А дряхлая дама из рода Айвазовских, посетившая однажды союз, была потрясена не столько тем, что некто подымался по лестнице на четвереньках, а хладнокровным комментарием лосховской служащей: «А что, это художник имярек идет к себе в мастерскую…» И по тому же коридору проходил, оставляя тончайший запах французской туалетной воды, Натан Исаевич Альтман, в берете, с шелковым фуляром вместо галстука, грассирующий, великолепный, словно вернувшийся из Парижа не давным-давно, а лишь вчера. Он славился, помимо чисто профессиональной репутации, знаменитыми bons mots — «у меня нет звания, у меня есть имя», например, или публичным выступлением в защиту художника, пойманного милицией в парадной, где он занимался «извращенным способом любви» с сомнительного поведения девицей. «Вся цивилизованная Европа занимается этим, и никто не называет это извращением!»
Были персонажи легендарные. Особенно знаменита была дама по имени Елена Павловна Жукова. Скромный, но не бездарный живописец, прославилась, однако, она своей деятельностью на посту заведующей секциями — живописи и нашей — критики и искусствоведения. Должность была не бог весть какая, но немало от человека на этом месте зависело. А уж от Елены Павловны зависело все, она умела убедить в этом и начальство, и рядовых членов союза, а уж особенно — кандидатов.

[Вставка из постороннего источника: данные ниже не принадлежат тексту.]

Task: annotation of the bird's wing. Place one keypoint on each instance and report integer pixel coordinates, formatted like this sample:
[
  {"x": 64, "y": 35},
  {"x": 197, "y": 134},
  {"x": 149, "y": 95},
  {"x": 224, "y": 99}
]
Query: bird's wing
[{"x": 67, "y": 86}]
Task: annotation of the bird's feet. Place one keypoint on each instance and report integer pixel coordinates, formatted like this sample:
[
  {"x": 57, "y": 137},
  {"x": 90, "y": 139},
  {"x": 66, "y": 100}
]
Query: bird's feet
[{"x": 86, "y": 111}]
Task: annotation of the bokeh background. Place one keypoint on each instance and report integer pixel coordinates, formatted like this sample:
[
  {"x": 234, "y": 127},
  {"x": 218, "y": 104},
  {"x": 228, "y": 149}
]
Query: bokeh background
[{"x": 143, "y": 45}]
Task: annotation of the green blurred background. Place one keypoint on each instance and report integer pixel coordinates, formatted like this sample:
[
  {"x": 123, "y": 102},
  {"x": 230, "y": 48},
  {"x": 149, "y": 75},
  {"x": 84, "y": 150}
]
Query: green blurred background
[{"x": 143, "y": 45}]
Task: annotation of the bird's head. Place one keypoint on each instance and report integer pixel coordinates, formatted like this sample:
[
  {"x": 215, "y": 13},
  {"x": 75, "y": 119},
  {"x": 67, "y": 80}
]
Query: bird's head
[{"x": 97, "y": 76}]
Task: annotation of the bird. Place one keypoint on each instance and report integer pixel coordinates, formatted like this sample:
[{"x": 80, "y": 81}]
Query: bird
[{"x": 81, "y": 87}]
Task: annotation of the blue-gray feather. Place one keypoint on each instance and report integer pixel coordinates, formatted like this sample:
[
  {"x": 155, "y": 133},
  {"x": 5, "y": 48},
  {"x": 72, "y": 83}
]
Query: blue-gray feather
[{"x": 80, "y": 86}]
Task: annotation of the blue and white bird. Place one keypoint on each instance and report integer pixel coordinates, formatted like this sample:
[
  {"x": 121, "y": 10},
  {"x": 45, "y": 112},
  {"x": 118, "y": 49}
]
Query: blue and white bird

Дочь известного фотографа Павла Семеновича Жукова, снимавшего в свое время Ленина, она говорила о знаменитых людях фамильярно и покровительственно. Теряя с годами чувство реальности и привыкнув к тому, что все ее слушают покорно и терпеливо, она превратилась в своего рода лосховского летописца и барона Мюнхаузена. Былое и свою собственную жизнь она интерпретировала по настроению и в соответствии со вкусами времени. В начале шестидесятых еще уверяла, что в тридцатые годы работала следователем и прокурором, позднее говаривала: «Не произносите при мне имя Тухачевского — это моя личная боль!» Я не встречал людей одновременно столь добродушных, вздорных и столь серьезно относящихся к самим себе. Без тени смущения она звонила в любое время дня и ночи (такое случалось и часа в четыре утра!), чтобы узнать о какой-то детали в анкете. Порой она звонила так: «Детуся (обычное обращение ко всем моложе пятидесяти), надо срочно прийти в союз и надписать сорок конвертов». — «Елена Павловна, невозможно, я должен идти на службу!» — «Ильич никогда не отказывался!» Естественно, молодые интересанты, метящие в члены союза, плелись надписывать конверты.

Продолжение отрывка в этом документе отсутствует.